Kilkenny secretary Ned Quinn believes an intelligent approach is crucial in ensuring the Association keeps its profile high.
"I'm not going to dictate to our officials but obviously avoiding a direct fixture clash with Irish games would be a start," he said. "I thought we adopted a good stance towards ticket prices last year so that's another plus. The marketing approach is also very competent so I have no fears.
"There are small things that can help, though, taking helmets off before the pre-match parades is a directive on the way, issuing squad numbers for the years with players' names on the shirt is another option; that sort of stuff can help out in a small way.
"But we know what's coming down the line and we're not afraid of it. As long as we're intelligent in our approach I don't see any major issues."
Trap's Army may not have captured the imagination of the sporting public in recent years but for the first time in the Italian's reign they filled the Aviva Stadium last Tuesday night. The way the team is set up, one win and two draws should get them out of the group stages. If that happens, the country will go nuts.
Tommie Kenoy, one of the campaigners for Croke Park to be opened to other sports, says they can learn from the FAI in this instance.
"While provincial figures might fall a bit for a couple of weeks, I'm not so sure it will do us any lasting damage at all. Like, we're totally off the air -- except for TG4 -- from September to February so that's something we should probably be more concerned about. But whether we like it or not we're always competing with the Heineken Cup and Six Nations so Euro 2012 will really only add to the mix.
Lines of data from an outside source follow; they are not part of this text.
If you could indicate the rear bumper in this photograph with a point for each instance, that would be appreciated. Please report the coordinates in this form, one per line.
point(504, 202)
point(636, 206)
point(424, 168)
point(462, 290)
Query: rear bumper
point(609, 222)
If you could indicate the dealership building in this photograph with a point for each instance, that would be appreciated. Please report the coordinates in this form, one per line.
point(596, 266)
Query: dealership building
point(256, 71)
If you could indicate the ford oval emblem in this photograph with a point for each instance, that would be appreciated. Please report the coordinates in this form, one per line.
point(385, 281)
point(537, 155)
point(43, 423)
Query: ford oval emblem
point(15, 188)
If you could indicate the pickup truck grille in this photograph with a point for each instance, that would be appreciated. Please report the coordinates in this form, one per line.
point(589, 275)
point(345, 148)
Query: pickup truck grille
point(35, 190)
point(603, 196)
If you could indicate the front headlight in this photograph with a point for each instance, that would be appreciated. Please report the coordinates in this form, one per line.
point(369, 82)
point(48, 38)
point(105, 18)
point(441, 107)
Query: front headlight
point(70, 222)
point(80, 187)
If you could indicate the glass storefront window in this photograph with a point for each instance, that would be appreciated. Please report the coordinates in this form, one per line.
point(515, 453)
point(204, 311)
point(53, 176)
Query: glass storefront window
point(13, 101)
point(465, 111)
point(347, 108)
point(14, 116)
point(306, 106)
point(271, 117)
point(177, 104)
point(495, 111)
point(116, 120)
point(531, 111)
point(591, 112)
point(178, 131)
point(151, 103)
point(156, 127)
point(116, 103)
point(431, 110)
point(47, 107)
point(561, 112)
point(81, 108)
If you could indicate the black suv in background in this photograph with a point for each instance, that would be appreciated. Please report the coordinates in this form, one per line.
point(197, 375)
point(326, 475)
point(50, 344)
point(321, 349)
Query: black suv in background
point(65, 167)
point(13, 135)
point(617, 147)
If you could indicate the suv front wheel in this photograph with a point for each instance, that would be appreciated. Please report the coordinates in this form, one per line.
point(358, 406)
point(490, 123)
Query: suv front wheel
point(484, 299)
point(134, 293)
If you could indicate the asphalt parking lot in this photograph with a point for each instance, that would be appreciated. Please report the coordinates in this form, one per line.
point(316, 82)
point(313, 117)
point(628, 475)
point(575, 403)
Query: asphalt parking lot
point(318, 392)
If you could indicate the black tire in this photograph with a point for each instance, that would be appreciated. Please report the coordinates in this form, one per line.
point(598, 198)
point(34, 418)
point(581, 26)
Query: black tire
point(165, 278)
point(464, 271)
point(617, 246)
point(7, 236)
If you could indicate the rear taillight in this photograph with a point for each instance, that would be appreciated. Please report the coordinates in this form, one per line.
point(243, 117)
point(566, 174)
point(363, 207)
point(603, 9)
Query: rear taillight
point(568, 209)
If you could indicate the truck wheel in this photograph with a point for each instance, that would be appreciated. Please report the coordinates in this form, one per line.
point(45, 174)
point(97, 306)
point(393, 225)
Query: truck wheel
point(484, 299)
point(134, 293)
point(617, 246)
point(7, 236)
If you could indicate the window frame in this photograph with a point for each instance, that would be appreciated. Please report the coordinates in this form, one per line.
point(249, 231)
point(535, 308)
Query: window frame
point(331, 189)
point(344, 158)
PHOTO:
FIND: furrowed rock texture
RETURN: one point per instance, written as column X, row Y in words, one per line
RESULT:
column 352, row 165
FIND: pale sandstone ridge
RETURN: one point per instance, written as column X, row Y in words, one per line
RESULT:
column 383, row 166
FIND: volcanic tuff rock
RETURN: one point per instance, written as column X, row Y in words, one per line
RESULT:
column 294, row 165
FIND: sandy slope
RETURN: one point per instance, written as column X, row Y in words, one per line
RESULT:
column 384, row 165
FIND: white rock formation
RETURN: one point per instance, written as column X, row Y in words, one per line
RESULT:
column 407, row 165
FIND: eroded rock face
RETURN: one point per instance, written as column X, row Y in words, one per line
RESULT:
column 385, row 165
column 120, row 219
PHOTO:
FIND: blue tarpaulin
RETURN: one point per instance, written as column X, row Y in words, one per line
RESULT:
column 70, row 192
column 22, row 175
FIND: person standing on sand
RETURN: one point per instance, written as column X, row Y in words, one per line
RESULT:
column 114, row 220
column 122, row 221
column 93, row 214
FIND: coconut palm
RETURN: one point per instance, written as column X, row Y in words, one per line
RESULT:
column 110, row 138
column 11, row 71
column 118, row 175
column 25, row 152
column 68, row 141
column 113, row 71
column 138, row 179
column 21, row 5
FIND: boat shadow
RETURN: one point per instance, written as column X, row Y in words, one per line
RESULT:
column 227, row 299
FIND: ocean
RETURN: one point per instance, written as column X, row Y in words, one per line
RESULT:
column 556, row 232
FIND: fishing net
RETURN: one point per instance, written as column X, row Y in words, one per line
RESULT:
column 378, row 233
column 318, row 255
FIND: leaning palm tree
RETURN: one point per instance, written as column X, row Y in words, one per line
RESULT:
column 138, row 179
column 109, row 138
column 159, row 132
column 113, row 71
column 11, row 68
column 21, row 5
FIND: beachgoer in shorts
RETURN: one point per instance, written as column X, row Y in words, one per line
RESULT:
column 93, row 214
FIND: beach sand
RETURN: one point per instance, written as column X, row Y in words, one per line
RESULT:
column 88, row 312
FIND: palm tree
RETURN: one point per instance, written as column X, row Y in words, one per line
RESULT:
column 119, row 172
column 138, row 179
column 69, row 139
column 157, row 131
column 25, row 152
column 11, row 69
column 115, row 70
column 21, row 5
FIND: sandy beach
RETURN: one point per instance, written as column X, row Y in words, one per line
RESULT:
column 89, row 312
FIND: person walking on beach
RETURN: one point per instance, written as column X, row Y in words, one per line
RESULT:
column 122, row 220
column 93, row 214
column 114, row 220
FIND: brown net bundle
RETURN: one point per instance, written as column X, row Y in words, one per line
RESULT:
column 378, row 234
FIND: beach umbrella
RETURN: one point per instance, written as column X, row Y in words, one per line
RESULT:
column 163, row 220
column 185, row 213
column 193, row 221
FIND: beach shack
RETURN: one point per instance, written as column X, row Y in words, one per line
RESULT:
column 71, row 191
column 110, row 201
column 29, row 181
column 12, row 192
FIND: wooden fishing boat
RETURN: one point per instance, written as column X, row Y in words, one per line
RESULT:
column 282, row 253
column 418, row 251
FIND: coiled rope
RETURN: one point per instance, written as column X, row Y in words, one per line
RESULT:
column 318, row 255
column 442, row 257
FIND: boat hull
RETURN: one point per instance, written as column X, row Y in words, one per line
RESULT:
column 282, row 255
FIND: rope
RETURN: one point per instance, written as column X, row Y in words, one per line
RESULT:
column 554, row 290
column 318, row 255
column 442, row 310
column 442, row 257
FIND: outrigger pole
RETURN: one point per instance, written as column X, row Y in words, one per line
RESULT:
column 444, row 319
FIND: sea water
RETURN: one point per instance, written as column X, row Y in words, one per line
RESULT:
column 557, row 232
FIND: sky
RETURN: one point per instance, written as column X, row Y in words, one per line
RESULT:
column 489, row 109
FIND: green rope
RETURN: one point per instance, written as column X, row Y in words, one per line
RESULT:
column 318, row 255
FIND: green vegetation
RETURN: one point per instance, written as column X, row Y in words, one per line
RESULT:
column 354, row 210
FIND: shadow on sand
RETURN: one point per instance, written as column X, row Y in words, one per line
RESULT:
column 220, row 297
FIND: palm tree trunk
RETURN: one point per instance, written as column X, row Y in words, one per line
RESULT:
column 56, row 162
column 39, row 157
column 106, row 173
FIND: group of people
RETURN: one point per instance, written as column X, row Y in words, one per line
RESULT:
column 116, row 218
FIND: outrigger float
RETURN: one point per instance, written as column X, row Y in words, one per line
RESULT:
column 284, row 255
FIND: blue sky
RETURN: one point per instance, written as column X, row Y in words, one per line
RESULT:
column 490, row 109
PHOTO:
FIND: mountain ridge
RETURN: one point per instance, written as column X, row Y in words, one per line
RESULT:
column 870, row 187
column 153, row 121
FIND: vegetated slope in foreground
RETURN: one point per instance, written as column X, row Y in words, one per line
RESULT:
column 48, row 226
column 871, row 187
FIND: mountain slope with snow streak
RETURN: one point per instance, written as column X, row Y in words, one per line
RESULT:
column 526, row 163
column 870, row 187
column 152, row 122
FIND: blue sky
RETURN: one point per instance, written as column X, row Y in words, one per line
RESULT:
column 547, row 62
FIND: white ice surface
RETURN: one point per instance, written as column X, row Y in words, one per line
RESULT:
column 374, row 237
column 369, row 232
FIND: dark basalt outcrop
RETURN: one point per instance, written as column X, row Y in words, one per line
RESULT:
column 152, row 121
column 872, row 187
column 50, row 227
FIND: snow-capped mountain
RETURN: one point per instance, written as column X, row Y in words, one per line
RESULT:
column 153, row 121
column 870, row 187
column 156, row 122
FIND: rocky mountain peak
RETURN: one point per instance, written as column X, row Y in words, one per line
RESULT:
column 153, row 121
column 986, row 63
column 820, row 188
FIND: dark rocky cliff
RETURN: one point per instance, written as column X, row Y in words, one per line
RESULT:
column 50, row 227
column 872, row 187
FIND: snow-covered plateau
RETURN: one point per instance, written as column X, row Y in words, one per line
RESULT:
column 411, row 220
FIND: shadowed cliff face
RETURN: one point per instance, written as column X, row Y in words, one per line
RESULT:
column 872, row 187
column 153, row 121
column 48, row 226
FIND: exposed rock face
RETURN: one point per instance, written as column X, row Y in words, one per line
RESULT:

"There are lessons we can learn, though. Last year, the FAI dropped ticket prices to between €5 and €10 for the 2010 Cup final and there were 36,101 at that match. It was an absolutely brilliant idea and we should look at doing something similar along the way. That would definitely help during a tough summer."
Yet, there are some who remain convinced that the roots of the GAA's recent prosperity stems from the seeds sown in 1991, a year after the high the country experienced in Italia '90, and are adamant there is nothing to fear. The '91 season gave us Meath and Dublin's memorable four-game saga and saw Tipperary hurlers crowned champions after two epic encounters with Cork.
The success of Jack Charlton's side threatened to be a massive challenge for the GAA but the immediate aftermath of Italia '90 actually saw successful innovations introduced. The Munster and Leinster Councils, for instance, opted for an open draw in their football championships and let lesser lights shine for a bit. What some feared would prove a financial disaster actually reinvigorated football and hurling.
The GAA also allowed sponsors' names to be displayed on jerseys for the first time. Perhaps, it's now time for further re-invention.
"There will be a smaller bite of the pie for us this time around," admits Central Council delegate and former Waterford chairman Paddy Joe Ryan. "But if the thinking caps are put on again it will help. We'll need to promote ourselves vehemently in 2012 and to make sure there's a significant budget we need to cut costs from top to bottom.
"County boards and clubs are spending way too much on teams and we need to channel those resources elsewhere -- 2012 is about preserving our attendances figures. But we're around a long time. And we'll still be standing next July."